Climate risks endanger 13 of the 18 FTSE 100 sectors, and a new tool makes it possible for investors, insurers, and anyone with an interest to explore the specific risks faced by sectors, sub-sectors, and specific processes supporting the global economy.
27 November 2018 | Last week, the US government published a detailed report warning that climate change is already hitting the economy hard and will devastate it in coming decades as crops fail, fires rage, and floods rise. But how will those risks hit individual sectors?
To help answer that, the Natural Capital Finance Alliance (NCFA) has launched a tool called ENCORE (Exploring Natural Capital Opportunities, Risks and Exposure), which makes it possible to explore the environmental risks associated with sectors, industries, and specific manufacturing processes – such as, for example, the exposure that the packaged foods sector faces when confronted with disruptions in water supply.
The database draws on extensive data and screening criteria and covers 167 economic sectors and 21 ‘ecosystem services’, or services that healthy ecosystems provide, such as clean and reliable supplies of water, carbon sequestration, and pollination. ENCORE data has identified that the three sectors most materially dependent on nature are: Agriculture, Aquaculture & fisheries and Forest products. Sectors such as Utilities, Oil & gas and Mining were also found to have a very high dependence on ecosystem services. The three most important ‘ecosystem services’ for the global economy were found to be: Water provision, Climate regulation and Flood protection.
The tool shows that 13 of the 18 sectors that comprise FTSE 100 have high or very high material dependence on nature.

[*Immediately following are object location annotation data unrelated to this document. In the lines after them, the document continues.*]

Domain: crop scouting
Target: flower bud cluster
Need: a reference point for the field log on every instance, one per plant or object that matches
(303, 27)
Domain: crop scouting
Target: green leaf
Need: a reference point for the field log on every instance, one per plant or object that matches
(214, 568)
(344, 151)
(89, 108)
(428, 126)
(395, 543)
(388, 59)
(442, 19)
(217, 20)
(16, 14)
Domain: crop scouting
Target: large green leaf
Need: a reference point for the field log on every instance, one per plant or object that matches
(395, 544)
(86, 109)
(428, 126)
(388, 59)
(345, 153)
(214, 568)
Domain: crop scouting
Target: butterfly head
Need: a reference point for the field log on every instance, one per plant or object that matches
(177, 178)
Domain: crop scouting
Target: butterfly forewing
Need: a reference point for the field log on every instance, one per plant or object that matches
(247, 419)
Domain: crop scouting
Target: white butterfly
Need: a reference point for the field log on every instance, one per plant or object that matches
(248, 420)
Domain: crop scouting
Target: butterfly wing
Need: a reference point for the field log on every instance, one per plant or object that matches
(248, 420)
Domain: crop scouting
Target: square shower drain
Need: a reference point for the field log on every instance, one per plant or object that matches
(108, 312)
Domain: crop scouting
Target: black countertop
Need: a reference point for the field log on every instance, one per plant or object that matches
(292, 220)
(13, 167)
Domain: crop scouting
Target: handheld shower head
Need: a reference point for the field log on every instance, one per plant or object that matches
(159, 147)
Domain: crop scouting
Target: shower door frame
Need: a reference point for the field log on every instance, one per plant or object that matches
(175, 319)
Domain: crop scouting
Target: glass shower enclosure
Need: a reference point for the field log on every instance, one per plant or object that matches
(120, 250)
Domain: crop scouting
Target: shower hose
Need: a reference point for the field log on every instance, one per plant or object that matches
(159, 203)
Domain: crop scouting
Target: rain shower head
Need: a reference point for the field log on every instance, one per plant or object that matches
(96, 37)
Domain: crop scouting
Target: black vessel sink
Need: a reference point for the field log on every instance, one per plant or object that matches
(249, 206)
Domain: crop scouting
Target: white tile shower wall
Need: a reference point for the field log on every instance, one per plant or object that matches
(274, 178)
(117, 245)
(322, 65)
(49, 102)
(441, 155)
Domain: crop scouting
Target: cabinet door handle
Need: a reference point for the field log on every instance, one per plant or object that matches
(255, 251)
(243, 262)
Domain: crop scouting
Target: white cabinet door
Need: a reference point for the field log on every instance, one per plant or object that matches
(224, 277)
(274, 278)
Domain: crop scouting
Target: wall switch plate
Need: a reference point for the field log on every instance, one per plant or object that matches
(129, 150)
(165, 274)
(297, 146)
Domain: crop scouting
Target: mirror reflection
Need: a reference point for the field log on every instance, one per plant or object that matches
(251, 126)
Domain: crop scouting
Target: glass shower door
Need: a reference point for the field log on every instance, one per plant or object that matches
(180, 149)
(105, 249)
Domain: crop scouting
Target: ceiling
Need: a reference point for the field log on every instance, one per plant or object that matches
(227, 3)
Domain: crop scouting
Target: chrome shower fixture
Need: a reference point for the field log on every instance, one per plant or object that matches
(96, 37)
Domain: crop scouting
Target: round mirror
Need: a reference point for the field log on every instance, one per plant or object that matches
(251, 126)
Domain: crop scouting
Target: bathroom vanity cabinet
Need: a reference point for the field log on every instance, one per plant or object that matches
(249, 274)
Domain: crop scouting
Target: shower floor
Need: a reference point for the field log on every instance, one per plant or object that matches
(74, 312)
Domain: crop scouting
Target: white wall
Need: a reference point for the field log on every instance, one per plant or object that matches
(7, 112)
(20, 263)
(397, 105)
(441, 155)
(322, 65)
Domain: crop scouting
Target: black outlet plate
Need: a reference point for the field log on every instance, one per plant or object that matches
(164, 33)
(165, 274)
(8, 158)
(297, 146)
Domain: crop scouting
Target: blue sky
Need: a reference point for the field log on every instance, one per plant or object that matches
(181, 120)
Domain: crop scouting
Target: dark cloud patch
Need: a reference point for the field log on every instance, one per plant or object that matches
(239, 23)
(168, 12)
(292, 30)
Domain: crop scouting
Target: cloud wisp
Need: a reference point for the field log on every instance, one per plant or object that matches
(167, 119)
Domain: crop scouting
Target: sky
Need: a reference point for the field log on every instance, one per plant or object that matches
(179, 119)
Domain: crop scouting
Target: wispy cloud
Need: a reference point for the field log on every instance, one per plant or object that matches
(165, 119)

The ENCORE tool is managed by the NCFA, a collaboration between the UN Environment Finance Initiative (UNEP FI) and Global Canopy, in partnership with UN Environment World Conservation Monitoring Centre. It launches at today’s UNEP FI Global Roundtable in Paris. YES Bank, First Rand and VicSuper are among the financial institutions supporting the tool at the launch. Other NCFA signatories or institutions involved in the creation of ENCORE include IFC, UBS, National Australia Bank, Citi, UniCredit and CDC Biodiversite.